データの中身を見られない限り取り押えられることはない」
「そう、それが狙いで作ってたんだけど、なかなか進められなくて。
ラクシャータ先生はナイトメアや例の神経装置の方で多忙だから手伝ってなんて言えないしね」
デジタルペットを装った回覧板とは、なかなかユニークな代物だ。
「よし、ならユフィの誕生日にそれを渡して話題にし、特区内で広める。
そうすれば日本人が持っていても怪しまれないから、もっと効果があるだろう」
さらに互いにドッキングを重ねることで珍しいアイテムが手に入る仕様にしておけば、互いにデータのやり取りをしているのを見られても単に遊びとしか取られない。
「さすがゼロ、黒の騎士団員用にプログラムを組めばいいしね。
幸い一般人向けなら過去に流行ったやつがあるから、桐原公にでも頼んでデータを貰うだけでいいと思うし」
「この程度なら三日もあれば充分だ。さっそく取り掛かろう」
ナナリーにもっと楽しいプレゼントが贈れそうでよかったと前向きに考えたルルーシュは、さっそく脳裏でプログラムを練り始めるのだった。
その頃、経済特区内にあるホテルではルルーシュとぶつかった少年・ロロが、貰ったお菓子袋の中にあった小さなストラップをじっと見つめていた。
大事そうに包まれた女の子もののそれを何となく手にしてみたら、手放す気になれなくなったのだ。
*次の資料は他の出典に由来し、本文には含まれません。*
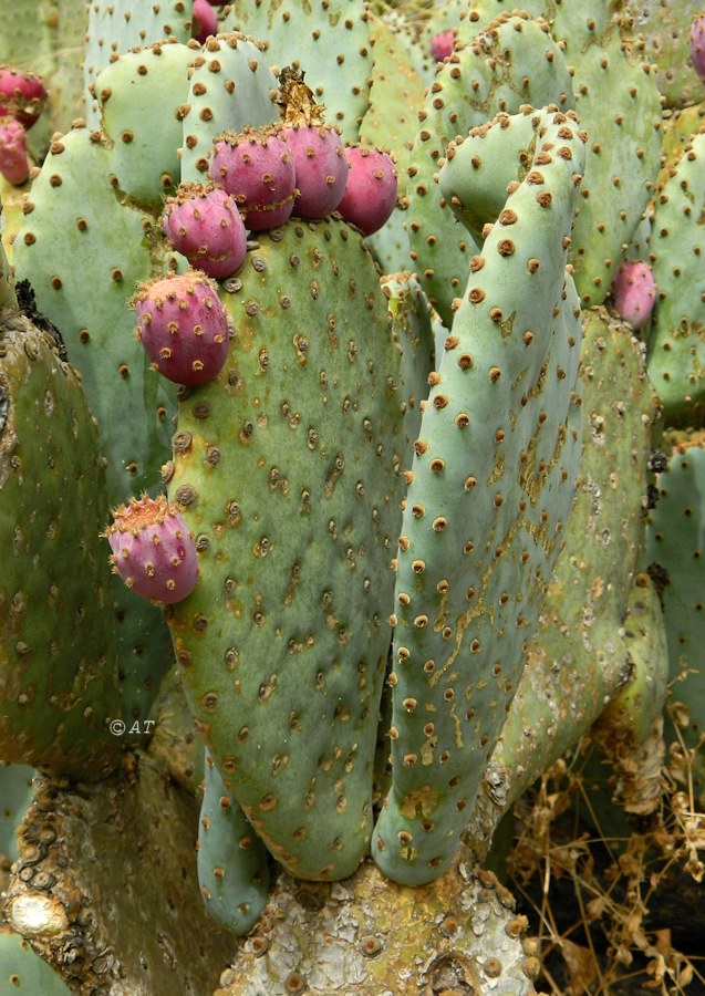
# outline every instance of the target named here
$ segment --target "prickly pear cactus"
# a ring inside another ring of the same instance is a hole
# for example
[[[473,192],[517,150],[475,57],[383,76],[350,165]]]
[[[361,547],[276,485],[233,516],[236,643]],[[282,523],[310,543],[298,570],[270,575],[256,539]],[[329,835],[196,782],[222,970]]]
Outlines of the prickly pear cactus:
[[[485,853],[501,815],[591,729],[605,701],[619,689],[631,694],[635,668],[625,619],[636,599],[652,606],[653,592],[644,591],[642,572],[647,564],[647,465],[659,402],[646,375],[643,345],[630,328],[604,308],[583,311],[582,325],[584,446],[576,501],[541,623],[529,643],[527,666],[471,817],[479,853]],[[654,622],[654,682],[650,697],[631,714],[635,741],[649,727],[662,692],[667,667],[663,632],[663,621]],[[537,735],[543,729],[547,736]]]
[[[372,845],[382,871],[406,885],[436,878],[457,850],[521,676],[580,458],[580,309],[566,262],[584,135],[553,107],[497,118],[471,141],[480,158],[494,132],[523,141],[527,121],[530,169],[470,260],[408,474],[393,780]],[[448,187],[466,177],[458,167],[456,180],[454,163]]]
[[[197,843],[200,892],[214,920],[247,934],[267,903],[267,851],[208,751],[204,775]]]
[[[184,393],[168,492],[200,551],[169,611],[224,781],[293,874],[363,859],[398,533],[398,354],[343,222],[261,234],[221,299],[217,380]]]
[[[265,40],[270,66],[303,69],[326,121],[355,142],[367,108],[372,45],[367,13],[356,0],[292,0],[281,9],[276,0],[232,4],[224,31],[242,31]],[[296,53],[296,59],[292,58]]]
[[[649,559],[663,599],[671,694],[685,746],[695,750],[693,781],[705,807],[703,737],[703,548],[705,546],[705,445],[699,433],[678,443],[659,475],[659,500],[650,513]]]
[[[649,339],[649,375],[666,425],[698,425],[705,413],[705,284],[699,208],[705,134],[693,136],[654,206],[650,242],[659,287]],[[676,249],[677,247],[677,249]]]
[[[1,320],[0,751],[100,778],[117,764],[121,706],[97,433],[52,335],[17,310]]]

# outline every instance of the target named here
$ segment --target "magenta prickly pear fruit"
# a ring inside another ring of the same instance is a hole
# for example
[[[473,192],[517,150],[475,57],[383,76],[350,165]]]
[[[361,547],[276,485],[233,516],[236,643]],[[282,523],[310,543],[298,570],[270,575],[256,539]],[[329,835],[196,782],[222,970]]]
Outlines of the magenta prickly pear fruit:
[[[450,31],[442,31],[439,34],[434,34],[431,39],[431,54],[436,62],[443,62],[444,59],[452,54],[454,44],[455,33],[453,29]]]
[[[293,212],[300,218],[324,218],[335,210],[345,193],[345,149],[339,132],[325,124],[325,108],[313,100],[303,73],[287,68],[279,81],[279,134],[293,157],[299,191]]]
[[[691,24],[691,59],[697,75],[705,80],[705,13],[697,14]]]
[[[165,604],[191,593],[198,578],[196,544],[164,495],[131,498],[113,511],[113,519],[105,531],[111,561],[128,588]]]
[[[42,113],[46,91],[37,73],[0,65],[0,117],[13,117],[31,128]]]
[[[215,184],[182,184],[164,204],[162,226],[176,251],[216,280],[245,262],[247,231],[238,206]]]
[[[232,195],[245,226],[263,231],[283,225],[293,209],[297,174],[283,138],[271,128],[225,132],[214,138],[210,178]]]
[[[156,370],[176,384],[203,384],[228,357],[229,329],[217,284],[188,270],[147,280],[132,300],[137,336]]]
[[[625,259],[612,281],[612,298],[621,318],[640,329],[649,321],[656,300],[656,284],[649,263]]]
[[[27,132],[14,117],[0,117],[0,173],[9,184],[18,187],[30,175]]]
[[[218,14],[215,12],[215,3],[208,0],[194,0],[191,12],[191,37],[200,44],[205,44],[209,34],[218,33]]]
[[[293,209],[300,218],[324,218],[345,193],[348,162],[338,132],[315,125],[282,128],[297,170]]]
[[[396,205],[396,170],[388,153],[350,145],[345,148],[350,172],[338,211],[363,235],[377,231]]]

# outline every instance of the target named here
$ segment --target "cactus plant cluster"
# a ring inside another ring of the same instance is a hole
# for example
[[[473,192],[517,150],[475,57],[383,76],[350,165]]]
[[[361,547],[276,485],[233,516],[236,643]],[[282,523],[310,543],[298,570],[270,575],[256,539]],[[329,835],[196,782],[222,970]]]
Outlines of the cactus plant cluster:
[[[385,895],[455,909],[458,855],[484,860],[594,724],[637,811],[630,764],[661,757],[680,646],[696,687],[705,153],[688,134],[661,169],[629,11],[89,18],[84,114],[2,257],[2,759],[40,792],[112,779],[116,812],[121,779],[158,796],[170,771],[201,806],[198,903],[273,947],[277,882],[374,864]],[[6,91],[17,123],[34,98]],[[517,994],[535,966],[511,905],[488,916]],[[502,975],[448,930],[468,986]],[[32,940],[77,985],[62,931]]]

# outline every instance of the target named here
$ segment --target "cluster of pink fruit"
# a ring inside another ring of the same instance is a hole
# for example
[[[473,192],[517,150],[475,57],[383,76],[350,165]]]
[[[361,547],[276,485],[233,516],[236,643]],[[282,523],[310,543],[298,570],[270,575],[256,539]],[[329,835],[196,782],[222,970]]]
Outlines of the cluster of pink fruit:
[[[229,330],[215,281],[242,266],[248,231],[277,228],[292,214],[315,220],[338,211],[371,235],[396,204],[391,156],[343,146],[301,75],[281,79],[282,123],[217,136],[208,181],[182,184],[165,203],[164,231],[193,269],[146,281],[133,305],[149,360],[178,384],[212,380],[226,362]]]
[[[0,65],[0,173],[20,186],[29,177],[27,132],[41,114],[46,91],[35,73]]]
[[[345,147],[324,125],[247,128],[215,139],[209,183],[183,184],[166,200],[163,225],[191,266],[224,280],[245,260],[248,230],[277,228],[292,214],[319,219],[336,210],[372,235],[395,204],[387,153]]]

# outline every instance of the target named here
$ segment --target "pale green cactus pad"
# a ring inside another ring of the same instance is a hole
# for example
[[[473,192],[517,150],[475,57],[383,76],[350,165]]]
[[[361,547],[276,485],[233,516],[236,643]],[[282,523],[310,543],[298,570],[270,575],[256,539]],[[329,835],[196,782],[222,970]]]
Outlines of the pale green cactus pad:
[[[105,484],[75,371],[18,312],[0,325],[0,753],[54,775],[117,764]],[[83,583],[74,584],[79,577]]]
[[[404,450],[400,356],[359,235],[262,234],[224,284],[235,336],[182,396],[168,491],[199,552],[169,612],[197,723],[292,873],[367,851]]]

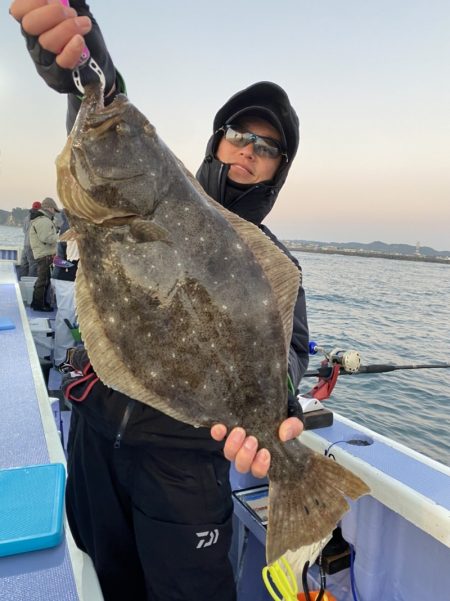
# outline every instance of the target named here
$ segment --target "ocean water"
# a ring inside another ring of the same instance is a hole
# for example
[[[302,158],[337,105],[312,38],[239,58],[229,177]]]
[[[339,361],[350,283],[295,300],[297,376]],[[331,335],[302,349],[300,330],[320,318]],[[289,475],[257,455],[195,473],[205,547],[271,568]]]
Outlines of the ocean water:
[[[0,244],[21,244],[0,226]],[[295,253],[311,339],[355,349],[363,365],[450,362],[450,266]],[[310,369],[321,357],[311,357]],[[304,379],[307,392],[315,379]],[[450,465],[450,369],[340,376],[326,407]]]
[[[450,363],[449,265],[295,255],[319,346],[355,349],[363,365]],[[311,357],[309,369],[322,358]],[[300,390],[310,387],[304,379]],[[324,404],[450,465],[450,369],[340,376]]]

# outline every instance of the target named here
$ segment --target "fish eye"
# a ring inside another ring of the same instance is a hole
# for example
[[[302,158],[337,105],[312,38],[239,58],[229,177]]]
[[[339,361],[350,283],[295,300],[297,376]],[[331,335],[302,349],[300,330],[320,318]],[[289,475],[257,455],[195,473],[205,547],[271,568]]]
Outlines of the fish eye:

(あの男の人の家族にあげるはずだったのかなあ・・・)
『待て、怪我をしている。ちょうど絆創膏があるから』
『お詫びと言ってはなんだが、食べてくれ。すまなかったな』
謝られたのも、手当てをされたのも、初めての経験だった。
温かな手でお菓子を渡されたことも、これまで一度としてなかった。
ロロはホテルのルームサービスで取った温かな料理には目もくれず、ルルーシュから貰ったお菓子を手に取った。
「美味しい・・・」
量産品のお菓子なのに、どうしてこうも美味しく感じるのだろう。
ロロが初めて味わう感覚に戸惑っていると、ノックもせずに入りこんできたギアス嚮団の男を見て、慌てて折り鶴のストラップを隠した。
「ゼロの情報が集まるまで、このホテルを拠点にする。
私は任務のためエリア11内を回るが、お前はここにいろ」
「解りました」
用件だけを伝えて挨拶すらなく部屋を出た男に何も思うことなく、ロロは再びストラップを取り出してじっと見つめた。